Steele's softly expressed demons underscore Personality, but the album's most striking feature is its ability to avoid the musically obvious while still delivering golden pop melodies. A special record from a special talent.
- Chris Salmon, July 21, 2006 via The Guardian
Adam Green - Jacket Full of Danger
Can this really be Adam Green's fourth solo album? The man who famously spent whole days, and sometimes weeks, meticulously crafting a single line is creatively flourishing. Following his Anglo-German book of gobbledygook last year and the perplexingly underrated 'Gemstones' album, Green seems to be spewing forth words with some considerable aplomb. If 'Gemstones' was occasionally erratic, then 'Jacket Full of Danger' is a more mature and finely honed piece, a fully realised record that embodies what Adam Green is, and thankfully there's still madness in his method.
Green's appeal lies in his oxymoronic qualities; a cherubic face and a brain scourged with deviant thoughts. He may have the eyes of a puppy but you wonder if deep down he's a very evil man who wants to bite you. Nowhere is this deviance more evident than on 'Drugs' a ballad about the fact Green loves drugs and how gutted he is when his lady throws his drugs away.
"I like to do drugs, I like to have drugs, I like to hold a cigarette full of grass in my hand."
It's typical Green in that it's hilariously funny, occasionally nonsensical, and will corrupt and offend in equal measure. Songs about drugs are so often shrouded in innuendo and rely on heavy symbolism, yet Green is emphatically and refreshingly bold. He's at his best when he's forthright, and pouring out what pollutes his weird head, and if it's cruel than that's even better.
"There's no place inside this romance, for a girl who's clearly balding, so embarrassed by injustice that shuts doors on balding women' ('Hairy Women).

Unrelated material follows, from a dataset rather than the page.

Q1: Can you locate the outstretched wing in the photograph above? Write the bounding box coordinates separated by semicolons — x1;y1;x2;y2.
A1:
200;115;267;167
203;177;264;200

Speaking of the Doors, Green's rasping baritone is even richer and more hoary than usual, and while the Lee Hazelwood and Scott Walker comparisons still stand, 'Jacket Full of Danger' sees him emulating the primal grunt of the late leather-trousered sex-drunk Jim Morrison, especially on 'White Woman', which is effectively an updated rendering of 'LA Woman'. Yes, on 'Jacket Full of Danger' Green's Mojo is rising, and he just got that little bit more dangerous. Come and pay homage to the new Lounge Lizard King.